| Lung Cancer Deaths Solely Responsible for the “Cancer 
                      Epidemic”The Fifty Year Decline of Cancer in 
                    America.  Published in the Journal of Clinical Oncology, 
                    Volume 19, pages 239 to 241, January 2001.  By Brad Rodu 
                    and Philip Cole (UAB TRF).Birmingham, AL - The “cancer epidemic” of the past 50 years 
                      actually consisted of one disease - cancer of the lung due to 
                      cigarette smoking, according to two UAB (University of Alabama 
                      at Birmingham) scientists in the Jan. 1 issue of the Journal 
                      of Clinical Oncology.
 “When lung cancer is excluded, 
                      mortality from all other forms of cancer combined declined 
                      continuously from 1950 to 1998, dropping 25 percent during 
                      this period,” says Dr.
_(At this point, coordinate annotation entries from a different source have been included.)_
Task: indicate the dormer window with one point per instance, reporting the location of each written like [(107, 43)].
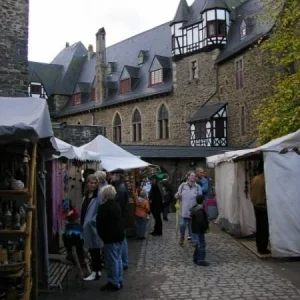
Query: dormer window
[(243, 30), (156, 77), (216, 28), (93, 94), (111, 67), (76, 99), (125, 86), (142, 57)]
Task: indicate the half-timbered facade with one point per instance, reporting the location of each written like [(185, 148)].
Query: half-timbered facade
[(189, 83)]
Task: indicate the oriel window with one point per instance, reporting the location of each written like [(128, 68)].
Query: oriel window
[(136, 126), (117, 129)]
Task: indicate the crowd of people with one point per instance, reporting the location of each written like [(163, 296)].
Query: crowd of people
[(100, 226)]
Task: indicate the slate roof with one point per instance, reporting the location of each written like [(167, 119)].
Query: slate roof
[(48, 74), (154, 151), (182, 13), (194, 11), (62, 74), (257, 28), (206, 112)]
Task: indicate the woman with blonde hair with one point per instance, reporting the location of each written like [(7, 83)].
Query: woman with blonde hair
[(110, 228), (88, 214)]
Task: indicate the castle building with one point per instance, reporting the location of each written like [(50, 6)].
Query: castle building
[(13, 48), (173, 94)]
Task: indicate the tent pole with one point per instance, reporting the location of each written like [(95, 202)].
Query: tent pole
[(32, 187)]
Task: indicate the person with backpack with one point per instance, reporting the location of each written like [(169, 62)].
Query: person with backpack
[(200, 226), (186, 195)]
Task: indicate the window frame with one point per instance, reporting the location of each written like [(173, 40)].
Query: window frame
[(216, 25), (156, 77), (125, 86), (239, 73), (136, 126), (117, 129), (163, 123)]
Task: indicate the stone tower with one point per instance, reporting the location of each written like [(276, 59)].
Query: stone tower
[(14, 47), (101, 90)]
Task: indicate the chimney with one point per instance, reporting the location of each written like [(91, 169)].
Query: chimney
[(90, 52), (101, 89)]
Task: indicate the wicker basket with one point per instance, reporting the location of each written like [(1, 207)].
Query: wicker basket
[(11, 268)]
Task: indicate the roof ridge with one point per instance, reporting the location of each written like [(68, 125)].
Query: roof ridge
[(42, 63), (166, 23)]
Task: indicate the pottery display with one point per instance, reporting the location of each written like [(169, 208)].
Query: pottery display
[(16, 184)]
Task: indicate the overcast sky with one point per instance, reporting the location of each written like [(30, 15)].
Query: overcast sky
[(52, 23)]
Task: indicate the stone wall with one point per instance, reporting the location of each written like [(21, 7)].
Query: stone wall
[(257, 85), (14, 48), (149, 113), (78, 135), (190, 93)]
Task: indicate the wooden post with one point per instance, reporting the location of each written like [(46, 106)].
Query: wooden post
[(32, 187)]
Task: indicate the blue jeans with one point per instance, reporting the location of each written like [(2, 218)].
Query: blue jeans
[(125, 253), (114, 267), (141, 224), (186, 222), (200, 249)]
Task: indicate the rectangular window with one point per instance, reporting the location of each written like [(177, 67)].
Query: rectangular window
[(156, 77), (243, 121), (216, 28), (239, 73), (117, 134), (219, 128), (194, 69), (36, 89), (76, 99), (125, 86), (93, 94), (200, 130)]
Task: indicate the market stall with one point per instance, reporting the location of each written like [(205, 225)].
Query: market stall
[(65, 182), (282, 171), (25, 131)]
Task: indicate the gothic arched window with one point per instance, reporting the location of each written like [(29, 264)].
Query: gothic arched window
[(163, 122), (117, 129), (136, 126)]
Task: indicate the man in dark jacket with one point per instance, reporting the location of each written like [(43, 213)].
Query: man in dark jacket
[(156, 206), (111, 231), (199, 226), (117, 179), (168, 196)]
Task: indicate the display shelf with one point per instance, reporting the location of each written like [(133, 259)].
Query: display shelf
[(15, 275), (11, 231), (15, 192)]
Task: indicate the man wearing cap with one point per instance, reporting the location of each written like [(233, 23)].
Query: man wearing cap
[(117, 180)]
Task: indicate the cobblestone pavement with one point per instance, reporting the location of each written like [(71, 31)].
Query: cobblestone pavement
[(161, 269)]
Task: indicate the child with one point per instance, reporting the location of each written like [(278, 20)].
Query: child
[(141, 212), (73, 242), (199, 226)]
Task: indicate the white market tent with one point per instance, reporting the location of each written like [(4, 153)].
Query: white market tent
[(112, 156), (282, 173), (72, 152), (24, 117)]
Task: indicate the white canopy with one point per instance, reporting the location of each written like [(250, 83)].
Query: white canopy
[(24, 117), (72, 152), (112, 156), (282, 173), (289, 141)]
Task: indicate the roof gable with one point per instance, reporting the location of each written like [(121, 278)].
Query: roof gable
[(160, 62)]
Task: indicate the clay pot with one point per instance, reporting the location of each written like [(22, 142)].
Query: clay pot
[(2, 295), (17, 184)]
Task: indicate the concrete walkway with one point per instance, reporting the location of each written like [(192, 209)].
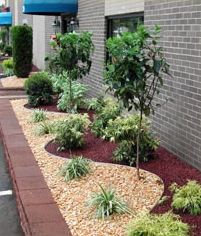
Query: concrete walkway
[(39, 214)]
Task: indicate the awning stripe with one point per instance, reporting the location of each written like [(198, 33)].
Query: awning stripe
[(5, 18), (50, 7)]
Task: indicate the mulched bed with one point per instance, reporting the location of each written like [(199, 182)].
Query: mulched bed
[(164, 164)]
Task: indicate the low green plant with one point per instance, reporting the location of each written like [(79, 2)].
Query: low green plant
[(106, 203), (95, 103), (70, 131), (187, 197), (39, 89), (39, 115), (45, 128), (70, 102), (7, 66), (162, 200), (75, 168), (124, 129), (167, 224), (106, 110)]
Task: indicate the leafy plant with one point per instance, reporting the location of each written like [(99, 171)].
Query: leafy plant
[(70, 132), (7, 66), (77, 98), (162, 200), (106, 111), (124, 129), (39, 115), (7, 50), (39, 89), (75, 168), (167, 224), (45, 128), (22, 43), (135, 72), (106, 203), (71, 54), (187, 197)]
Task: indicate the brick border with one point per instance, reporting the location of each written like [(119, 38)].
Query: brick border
[(39, 214)]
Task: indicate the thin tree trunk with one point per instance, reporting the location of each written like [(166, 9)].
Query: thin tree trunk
[(138, 147)]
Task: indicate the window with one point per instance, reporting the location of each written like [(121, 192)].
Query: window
[(124, 23)]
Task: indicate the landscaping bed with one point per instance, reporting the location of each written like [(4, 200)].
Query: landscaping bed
[(166, 165)]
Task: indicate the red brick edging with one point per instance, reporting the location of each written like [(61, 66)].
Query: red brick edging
[(39, 214)]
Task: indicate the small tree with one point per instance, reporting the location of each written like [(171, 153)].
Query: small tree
[(22, 41), (134, 72), (71, 53)]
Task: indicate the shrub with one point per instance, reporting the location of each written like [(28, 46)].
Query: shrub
[(167, 224), (7, 50), (70, 132), (39, 115), (45, 128), (7, 66), (22, 42), (106, 203), (106, 111), (125, 131), (78, 91), (75, 168), (39, 89), (187, 197)]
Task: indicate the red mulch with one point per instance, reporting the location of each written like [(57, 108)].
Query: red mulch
[(164, 164)]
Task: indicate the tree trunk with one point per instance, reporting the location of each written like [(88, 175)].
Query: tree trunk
[(138, 147)]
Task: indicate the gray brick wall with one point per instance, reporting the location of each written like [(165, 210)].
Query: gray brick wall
[(178, 124), (91, 18)]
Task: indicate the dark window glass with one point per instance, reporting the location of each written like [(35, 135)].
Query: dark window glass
[(125, 23)]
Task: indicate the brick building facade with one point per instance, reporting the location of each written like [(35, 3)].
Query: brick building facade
[(177, 124)]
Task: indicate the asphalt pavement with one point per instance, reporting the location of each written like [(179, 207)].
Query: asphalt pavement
[(9, 217)]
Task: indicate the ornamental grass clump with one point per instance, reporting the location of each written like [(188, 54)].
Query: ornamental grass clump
[(39, 115), (187, 197), (75, 168), (106, 203), (167, 224), (70, 131), (45, 128)]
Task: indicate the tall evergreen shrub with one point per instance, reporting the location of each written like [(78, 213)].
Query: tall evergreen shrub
[(22, 41)]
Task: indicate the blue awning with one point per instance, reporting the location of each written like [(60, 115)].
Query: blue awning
[(50, 7), (5, 18)]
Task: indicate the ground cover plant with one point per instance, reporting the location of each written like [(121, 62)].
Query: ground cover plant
[(187, 197), (75, 168), (167, 224), (164, 164)]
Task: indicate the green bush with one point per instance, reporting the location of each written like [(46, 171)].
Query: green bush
[(70, 132), (187, 197), (7, 66), (39, 89), (124, 129), (78, 91), (167, 224), (106, 111), (75, 168), (45, 128), (39, 115), (22, 41), (7, 50), (106, 203)]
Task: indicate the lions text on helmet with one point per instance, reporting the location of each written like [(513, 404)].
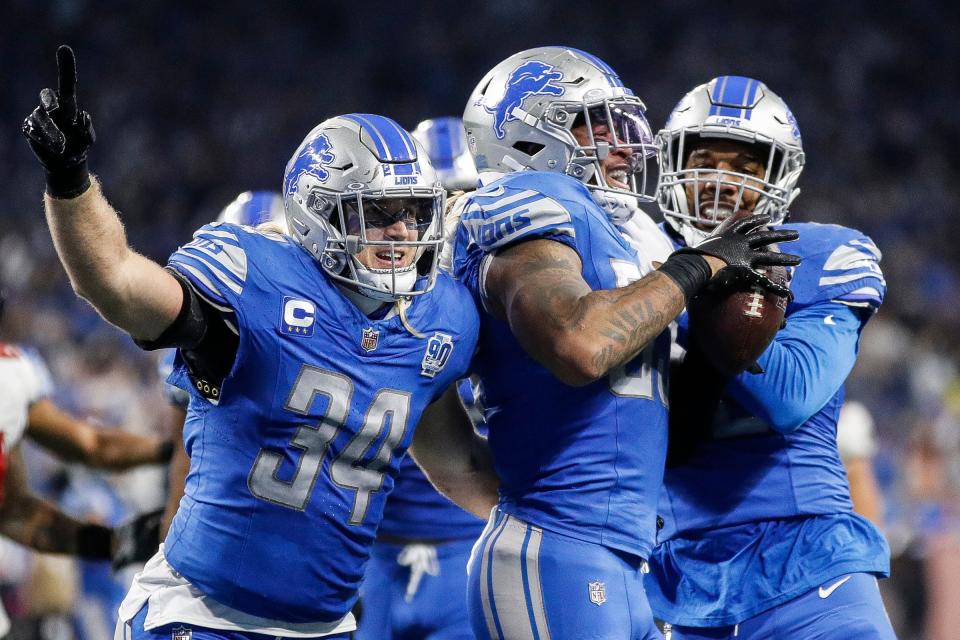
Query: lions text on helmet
[(562, 109), (364, 200), (730, 145)]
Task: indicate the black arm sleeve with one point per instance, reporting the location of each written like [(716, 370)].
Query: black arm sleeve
[(696, 389), (206, 342)]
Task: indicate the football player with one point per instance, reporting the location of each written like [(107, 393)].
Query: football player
[(573, 344), (309, 359), (27, 410), (415, 583), (758, 536)]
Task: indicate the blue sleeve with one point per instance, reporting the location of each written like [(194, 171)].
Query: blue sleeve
[(839, 265), (215, 264), (804, 366), (171, 393)]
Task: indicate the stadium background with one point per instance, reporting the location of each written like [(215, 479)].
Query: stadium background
[(195, 103)]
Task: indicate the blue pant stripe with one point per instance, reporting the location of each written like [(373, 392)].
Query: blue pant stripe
[(494, 628), (537, 608), (525, 576)]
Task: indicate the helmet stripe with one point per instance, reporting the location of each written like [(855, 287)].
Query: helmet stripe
[(607, 70), (392, 142)]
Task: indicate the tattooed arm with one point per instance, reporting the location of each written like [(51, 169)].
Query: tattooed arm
[(577, 333)]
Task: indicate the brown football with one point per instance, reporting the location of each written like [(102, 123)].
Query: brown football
[(733, 323)]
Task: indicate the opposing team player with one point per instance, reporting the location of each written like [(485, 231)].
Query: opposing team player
[(573, 344), (26, 409), (415, 583), (759, 539), (309, 360)]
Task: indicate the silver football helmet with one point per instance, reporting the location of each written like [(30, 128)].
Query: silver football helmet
[(522, 114), (355, 180), (446, 144), (730, 108), (253, 208)]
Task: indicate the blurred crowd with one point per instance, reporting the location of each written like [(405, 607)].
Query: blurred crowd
[(197, 102)]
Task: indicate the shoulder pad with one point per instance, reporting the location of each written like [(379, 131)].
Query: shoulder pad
[(215, 262), (839, 265)]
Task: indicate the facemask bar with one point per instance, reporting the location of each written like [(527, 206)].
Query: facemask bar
[(775, 189), (626, 129), (350, 219)]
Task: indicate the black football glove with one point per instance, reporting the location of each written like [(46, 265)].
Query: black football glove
[(60, 134), (137, 540), (743, 244)]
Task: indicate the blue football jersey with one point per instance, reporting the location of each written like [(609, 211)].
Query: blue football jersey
[(585, 461), (761, 511), (293, 456)]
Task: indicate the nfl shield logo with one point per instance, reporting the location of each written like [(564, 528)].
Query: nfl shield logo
[(598, 593), (182, 633), (370, 339)]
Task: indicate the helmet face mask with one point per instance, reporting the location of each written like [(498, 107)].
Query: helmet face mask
[(364, 201), (728, 109), (526, 113), (614, 128)]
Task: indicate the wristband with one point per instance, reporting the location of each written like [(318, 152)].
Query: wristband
[(68, 182), (689, 271)]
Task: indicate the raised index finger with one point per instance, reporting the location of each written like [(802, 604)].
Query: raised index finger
[(67, 81)]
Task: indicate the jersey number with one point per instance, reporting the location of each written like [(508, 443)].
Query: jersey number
[(352, 468)]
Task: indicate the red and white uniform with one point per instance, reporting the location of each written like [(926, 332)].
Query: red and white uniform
[(24, 379)]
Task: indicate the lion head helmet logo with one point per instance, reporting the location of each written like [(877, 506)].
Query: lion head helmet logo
[(531, 78)]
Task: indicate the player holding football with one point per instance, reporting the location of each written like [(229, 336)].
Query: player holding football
[(758, 538), (573, 344), (415, 583), (309, 360)]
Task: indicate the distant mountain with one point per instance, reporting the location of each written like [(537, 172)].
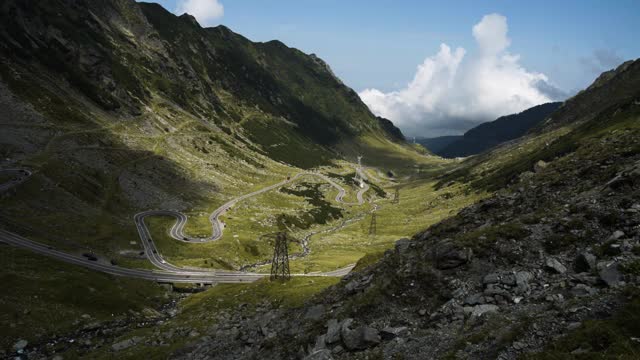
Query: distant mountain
[(490, 134), (437, 144), (126, 57)]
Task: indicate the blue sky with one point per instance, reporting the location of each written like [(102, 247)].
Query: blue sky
[(378, 44)]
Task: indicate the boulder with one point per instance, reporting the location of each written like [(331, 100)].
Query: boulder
[(474, 299), (20, 344), (449, 256), (402, 246), (585, 262), (320, 343), (616, 235), (125, 344), (322, 354), (361, 338), (492, 278), (555, 266), (540, 165), (333, 332), (479, 310), (610, 275), (522, 279), (390, 333), (314, 313)]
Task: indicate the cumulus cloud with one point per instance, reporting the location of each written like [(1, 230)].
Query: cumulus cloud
[(205, 11), (601, 60), (453, 91)]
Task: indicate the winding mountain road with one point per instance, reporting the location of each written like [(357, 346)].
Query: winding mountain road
[(168, 272)]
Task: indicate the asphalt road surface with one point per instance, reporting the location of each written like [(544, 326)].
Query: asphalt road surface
[(168, 272)]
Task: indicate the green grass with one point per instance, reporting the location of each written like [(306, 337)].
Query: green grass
[(43, 296), (199, 312)]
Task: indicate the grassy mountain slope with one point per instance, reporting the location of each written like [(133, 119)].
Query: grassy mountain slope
[(119, 107), (491, 134), (546, 268)]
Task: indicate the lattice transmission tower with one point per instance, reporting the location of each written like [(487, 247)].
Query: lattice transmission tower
[(280, 262), (373, 226)]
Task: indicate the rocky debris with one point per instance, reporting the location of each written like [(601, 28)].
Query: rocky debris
[(585, 262), (611, 275), (389, 333), (322, 354), (479, 310), (448, 255), (616, 235), (314, 313), (539, 166), (361, 338), (402, 246), (125, 344), (20, 345), (554, 265), (333, 332)]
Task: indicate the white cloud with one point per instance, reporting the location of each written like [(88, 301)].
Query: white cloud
[(453, 91), (205, 11)]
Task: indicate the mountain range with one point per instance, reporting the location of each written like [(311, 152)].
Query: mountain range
[(490, 134), (151, 169)]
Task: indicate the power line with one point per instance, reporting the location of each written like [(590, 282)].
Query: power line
[(280, 263), (396, 197), (373, 226)]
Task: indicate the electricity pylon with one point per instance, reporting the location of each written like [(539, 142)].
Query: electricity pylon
[(373, 225), (396, 197), (280, 262)]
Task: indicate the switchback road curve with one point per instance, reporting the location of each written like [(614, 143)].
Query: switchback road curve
[(169, 272)]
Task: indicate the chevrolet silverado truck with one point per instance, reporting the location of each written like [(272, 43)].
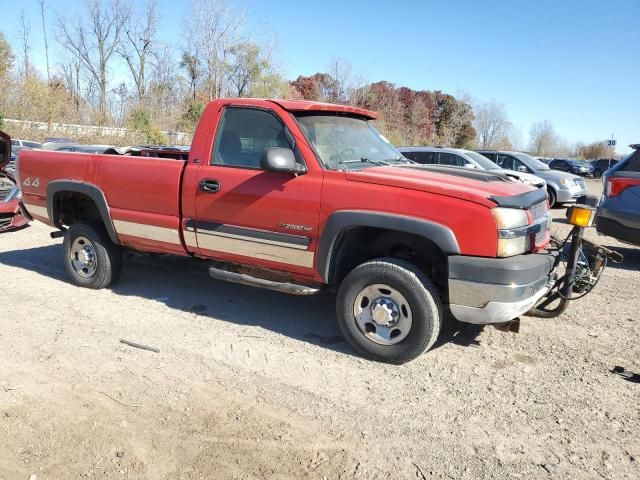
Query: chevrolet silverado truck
[(302, 197)]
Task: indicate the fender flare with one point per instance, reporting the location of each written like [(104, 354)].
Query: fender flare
[(342, 221), (90, 191)]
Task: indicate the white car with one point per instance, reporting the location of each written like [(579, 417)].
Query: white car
[(459, 157)]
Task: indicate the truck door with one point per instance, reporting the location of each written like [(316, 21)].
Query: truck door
[(249, 215)]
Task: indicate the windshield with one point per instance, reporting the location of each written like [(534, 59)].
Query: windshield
[(341, 141), (483, 161), (533, 163)]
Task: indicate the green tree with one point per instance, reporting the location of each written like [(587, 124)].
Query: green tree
[(140, 121)]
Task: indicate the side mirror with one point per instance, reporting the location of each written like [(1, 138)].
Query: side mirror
[(280, 160)]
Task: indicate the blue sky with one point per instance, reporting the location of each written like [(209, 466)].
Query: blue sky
[(575, 63)]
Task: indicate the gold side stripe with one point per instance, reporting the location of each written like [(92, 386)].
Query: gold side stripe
[(274, 253), (190, 239), (149, 232), (36, 210), (251, 239)]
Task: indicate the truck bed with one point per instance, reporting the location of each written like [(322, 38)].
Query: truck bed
[(143, 193)]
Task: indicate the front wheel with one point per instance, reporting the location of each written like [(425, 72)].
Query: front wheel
[(90, 257), (389, 310)]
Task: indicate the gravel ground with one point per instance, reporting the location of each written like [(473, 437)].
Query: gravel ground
[(255, 384)]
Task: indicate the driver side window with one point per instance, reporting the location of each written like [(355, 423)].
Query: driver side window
[(244, 134)]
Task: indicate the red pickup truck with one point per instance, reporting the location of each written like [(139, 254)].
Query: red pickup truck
[(301, 197), (11, 216)]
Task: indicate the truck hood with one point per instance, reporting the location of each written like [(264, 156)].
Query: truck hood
[(473, 185)]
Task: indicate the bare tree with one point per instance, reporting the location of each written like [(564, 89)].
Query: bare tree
[(25, 31), (138, 45), (46, 40), (192, 66), (491, 123), (213, 30), (249, 65), (94, 40), (543, 140)]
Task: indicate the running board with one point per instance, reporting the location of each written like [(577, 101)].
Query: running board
[(245, 279)]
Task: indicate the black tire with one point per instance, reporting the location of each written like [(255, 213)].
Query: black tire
[(422, 298), (108, 257), (551, 194)]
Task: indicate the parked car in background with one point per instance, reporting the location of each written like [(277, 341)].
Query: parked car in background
[(80, 148), (58, 140), (571, 165), (602, 165), (544, 159), (458, 157), (562, 187), (51, 143), (619, 211)]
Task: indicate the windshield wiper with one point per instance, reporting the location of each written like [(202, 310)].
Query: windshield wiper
[(364, 160)]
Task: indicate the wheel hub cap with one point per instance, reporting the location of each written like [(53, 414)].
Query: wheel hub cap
[(382, 314), (83, 257)]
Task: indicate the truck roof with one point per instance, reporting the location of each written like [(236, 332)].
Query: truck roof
[(304, 106)]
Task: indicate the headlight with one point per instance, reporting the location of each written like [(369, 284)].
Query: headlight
[(513, 237), (510, 217), (581, 215), (566, 182), (508, 247)]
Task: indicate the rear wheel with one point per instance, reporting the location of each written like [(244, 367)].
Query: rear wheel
[(389, 310), (90, 257)]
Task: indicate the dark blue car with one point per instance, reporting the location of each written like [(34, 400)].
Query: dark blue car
[(619, 210)]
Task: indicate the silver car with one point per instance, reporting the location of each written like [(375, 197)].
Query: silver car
[(458, 157), (562, 187)]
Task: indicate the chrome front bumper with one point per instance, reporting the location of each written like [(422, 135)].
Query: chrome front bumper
[(480, 302)]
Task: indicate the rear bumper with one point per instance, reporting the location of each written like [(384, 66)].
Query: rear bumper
[(496, 290), (569, 196), (11, 216), (618, 218), (617, 230)]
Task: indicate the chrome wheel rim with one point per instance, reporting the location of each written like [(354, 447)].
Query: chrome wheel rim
[(382, 314), (83, 258)]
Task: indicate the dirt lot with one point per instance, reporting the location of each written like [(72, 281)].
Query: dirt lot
[(255, 384)]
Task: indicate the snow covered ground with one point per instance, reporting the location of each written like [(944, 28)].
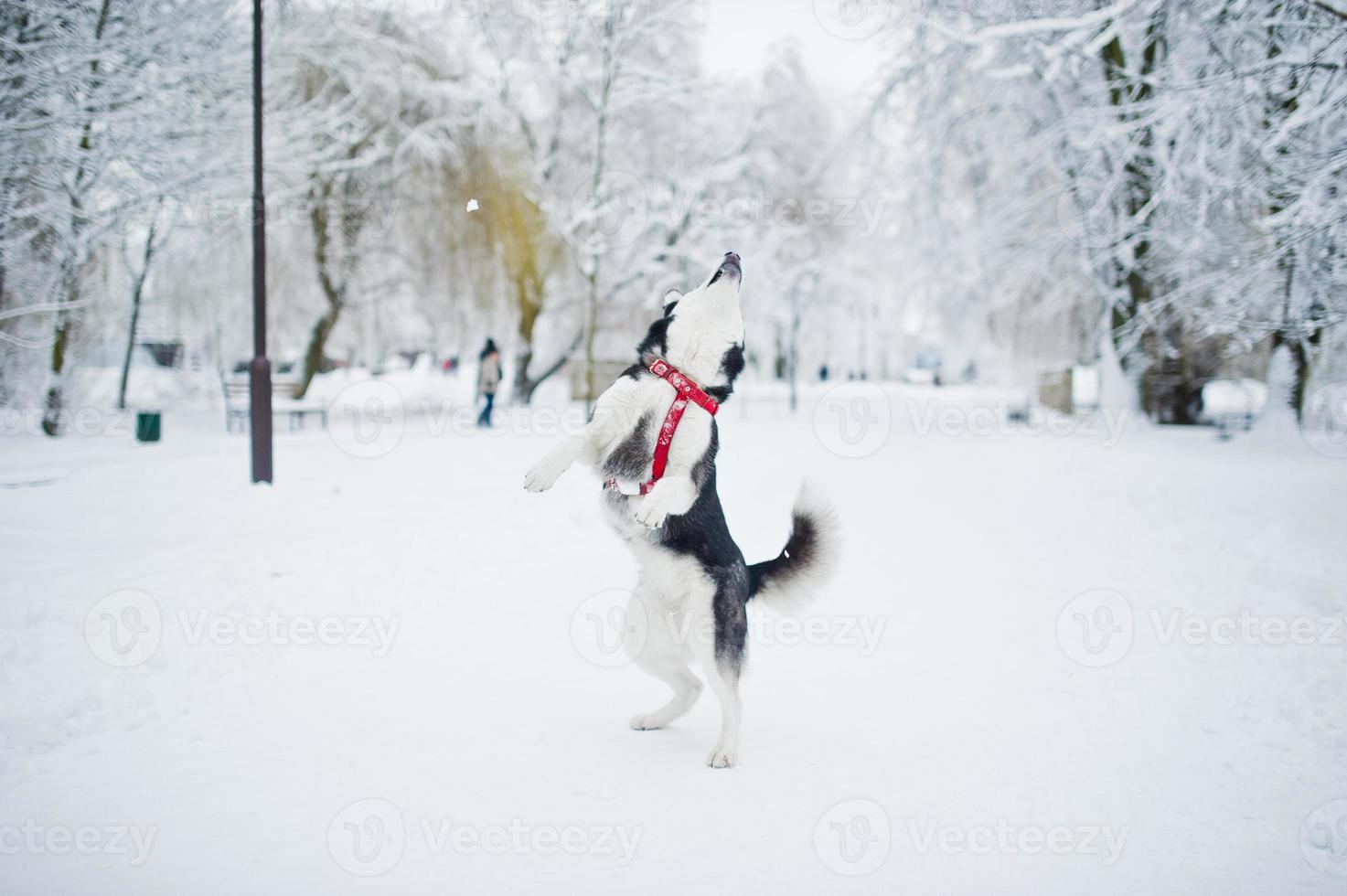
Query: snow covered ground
[(1070, 659)]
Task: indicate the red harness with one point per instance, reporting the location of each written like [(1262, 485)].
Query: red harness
[(687, 391)]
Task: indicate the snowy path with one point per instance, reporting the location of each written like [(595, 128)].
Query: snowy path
[(464, 701)]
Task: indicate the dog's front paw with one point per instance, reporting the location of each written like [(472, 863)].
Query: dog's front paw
[(651, 512), (543, 475), (722, 757), (647, 722)]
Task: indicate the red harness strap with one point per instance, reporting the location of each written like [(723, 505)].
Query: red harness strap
[(687, 391)]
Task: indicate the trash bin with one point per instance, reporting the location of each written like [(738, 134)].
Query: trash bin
[(147, 426)]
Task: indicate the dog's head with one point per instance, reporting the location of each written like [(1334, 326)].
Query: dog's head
[(702, 330), (720, 292)]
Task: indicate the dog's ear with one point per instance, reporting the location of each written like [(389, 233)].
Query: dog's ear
[(669, 301)]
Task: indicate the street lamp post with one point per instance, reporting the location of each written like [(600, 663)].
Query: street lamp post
[(259, 369)]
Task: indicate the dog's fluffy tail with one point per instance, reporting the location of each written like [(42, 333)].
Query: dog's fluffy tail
[(791, 580)]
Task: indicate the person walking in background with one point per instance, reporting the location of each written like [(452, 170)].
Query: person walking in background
[(487, 378)]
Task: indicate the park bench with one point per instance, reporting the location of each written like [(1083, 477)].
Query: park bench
[(282, 404)]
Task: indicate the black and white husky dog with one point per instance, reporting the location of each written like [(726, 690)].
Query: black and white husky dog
[(690, 606)]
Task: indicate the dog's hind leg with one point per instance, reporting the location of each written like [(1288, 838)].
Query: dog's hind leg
[(725, 682), (661, 655), (686, 686), (723, 662)]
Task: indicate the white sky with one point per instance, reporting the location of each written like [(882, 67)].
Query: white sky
[(738, 34)]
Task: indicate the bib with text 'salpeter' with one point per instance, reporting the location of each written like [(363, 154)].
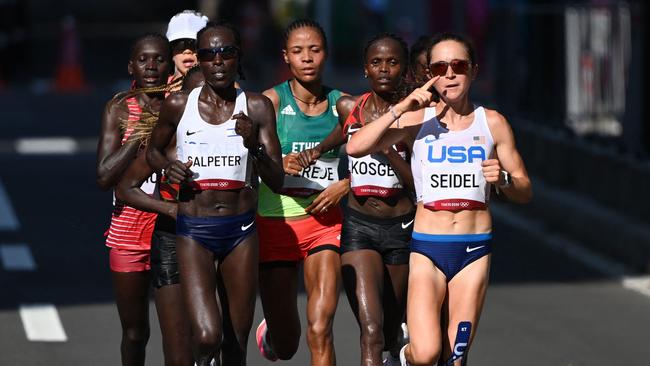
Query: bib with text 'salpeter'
[(371, 175), (446, 164), (219, 159)]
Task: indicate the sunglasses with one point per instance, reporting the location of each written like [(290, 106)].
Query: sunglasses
[(180, 45), (457, 66), (226, 52)]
Brad Rodu, lead author of the study. 
                      Rodu, an oral pathologist, wrote the paper with Dr. Philip 
                      Cole, an epidemiologist. The two experts attributed the 
                      decline in mortality primarily to advances in cancer treatment 
                      as well as to screening programs and early diagnosis. The 
                      analysis is good news for cancer patients and a vindication of 
                      cancer research and policy, Rodu says. “One of the most 
                      intractable of human illnesses is clearly in retreat.”
 According to the authors, the trends in cancer mortality 
                      (excluding lung cancer) are illustrated clearly by the fact 
                      that there are 86,000 fewer deaths each year than there would 
                      have been in 1950.  Even more impressive, there are 
                      30,000 fewer deaths now than there would have been as recently 
                      as 1990.
 For a half-century, lung cancer (90 percent of which 
                      results from cigarette smoking) has clouded the many successes 
                      in the cancer field, Rodu says. If all other cancer deaths 
                      caused by cigarettes were excluded, the drop in other cancer 
                      mortality would total 31 percent. The impact of smoking is 
                      also seen in cancers of the oral cavity, pharynx, esophagus, 
                      pancreas, urinary bladder, and kidney.Americans have 
                      enjoyed a longer average life span since 1950, resulting 
                      mainly from decreasing rates of death from cardiovascular and 
                      other diseases.  The overall cancer mortality rate began 
                      its decline only after 1990, as Cole and Rodu pointed out in a 
                      landmark 1996 study published in the journal Cancer. 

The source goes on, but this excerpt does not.